![India flag Close up](https://fsi9-prod.s3.us-west-1.amazonaws.com/s3fs-public/styles/130x150/public/res/2348/India_flag_Close-up.jpg?itok=FAUCQdXW)
![India flag Close up](https://fsi9-prod.s3.us-west-1.amazonaws.com/s3fs-public/styles/820x410/public/res/2348/India_flag_Close-up.jpg?itok=vWYIU5YQ)
Researchers
India, the world's largest democracy, is a country of contrasts. Not the least among these is the tremendous economic diversity of India's states. The Law and Economy in India program aims to analyze and explain why growth patterns are so different across India. The program analyzes the major differentials in growth across Indian states and sectors as a means of assessing potential interrelationships between the quality of legal institutions and economic development.
Three data points illustrate the depth of diverging growth patterns in India. First, between 1970 and 2004, the fastest growing states - Andra Pradesh, West Bengal, Karnataka, Gujarat and Maharastra - grew over twice as fast as the slow growing states. The pace of that divergence has been especially dramatic over the last fifteen years. Second, the five richest states receive a disproportionate share of capital, about 55% of total stock, while the five poorest states receive only 15%. Finally, half of the total FDI approvals go to the five most prosperous states. Third, on average, richer states are 50% more effective at reducing poverty than poorer states for each percentage point in growth.
But growth in India is not only geographically concentrated, it is also sectorally concentrated in high skill and service related industries. Since India's growth is so varied across particular sectors and particular states, the variation itself may serve as a natural experiment to examine whether this patchwork pattern of high and low growth can be explained, at least in part, by corresponding changes in the performance of legal institutions.

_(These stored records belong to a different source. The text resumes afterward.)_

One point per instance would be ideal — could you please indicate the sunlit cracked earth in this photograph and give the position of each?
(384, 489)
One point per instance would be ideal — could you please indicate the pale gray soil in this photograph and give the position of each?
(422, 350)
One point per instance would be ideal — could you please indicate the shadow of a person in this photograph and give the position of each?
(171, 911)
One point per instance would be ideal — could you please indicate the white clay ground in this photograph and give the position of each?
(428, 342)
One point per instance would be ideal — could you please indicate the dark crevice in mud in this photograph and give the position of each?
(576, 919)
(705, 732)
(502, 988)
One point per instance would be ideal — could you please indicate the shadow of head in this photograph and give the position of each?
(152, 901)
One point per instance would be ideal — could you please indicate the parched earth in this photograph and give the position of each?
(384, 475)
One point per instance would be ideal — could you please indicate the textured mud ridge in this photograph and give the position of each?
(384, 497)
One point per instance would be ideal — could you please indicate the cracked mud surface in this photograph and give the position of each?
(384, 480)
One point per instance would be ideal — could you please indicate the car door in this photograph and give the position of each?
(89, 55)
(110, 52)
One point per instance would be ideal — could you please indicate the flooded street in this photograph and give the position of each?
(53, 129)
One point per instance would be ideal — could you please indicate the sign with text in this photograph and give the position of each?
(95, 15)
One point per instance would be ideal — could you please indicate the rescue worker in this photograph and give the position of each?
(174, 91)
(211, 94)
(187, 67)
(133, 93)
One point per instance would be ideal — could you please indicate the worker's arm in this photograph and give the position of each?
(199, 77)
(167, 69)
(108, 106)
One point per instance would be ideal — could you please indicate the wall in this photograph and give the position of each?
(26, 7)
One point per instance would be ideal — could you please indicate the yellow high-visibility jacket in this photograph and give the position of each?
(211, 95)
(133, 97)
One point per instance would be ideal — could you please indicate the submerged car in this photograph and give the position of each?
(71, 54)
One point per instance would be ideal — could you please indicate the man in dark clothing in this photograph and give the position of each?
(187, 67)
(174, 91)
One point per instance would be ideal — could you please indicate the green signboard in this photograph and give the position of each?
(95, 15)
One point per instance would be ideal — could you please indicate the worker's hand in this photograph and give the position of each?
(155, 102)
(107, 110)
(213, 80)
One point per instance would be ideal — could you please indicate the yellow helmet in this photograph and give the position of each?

The project probes key economic sectors investigating connections between the quality of legal performance and economic growth or stasisin India: intellectual property, law enforcement and stock market development, labor, commercial arbitration, land rights, land use and competitiveness, the influence of law and legal institutions on firm-level management, the shifting nature of government-business relations, and infrastructure development.
The program has several dimensions
- A seminar titled Law and Development in India taught by Tom Heller and Erik Jensen (winter quarter 2008) where Indian legal scholars presented early draft papers on a range of topics. Eight working papers from this aspect of the project are available for download on the CDDRL website.
- An authors' workshop was held at the Centre for Policy Research in Delhi, India on March 12-13, 2009 to review the draft papers. Authors will undertake one more round of revisions. The working papers are to be included in a volume edited by Heller and Jensen titled Law and Economy in India. The manuscript will be submitted to Oxford University Press for publication in late 2009 or early 2010.
- Future aspects of this program may include another seminar on Law and Development in India (at the Law school, in the Economics Department or the Stanford Graduate School of (Business) and additional papers on the subject.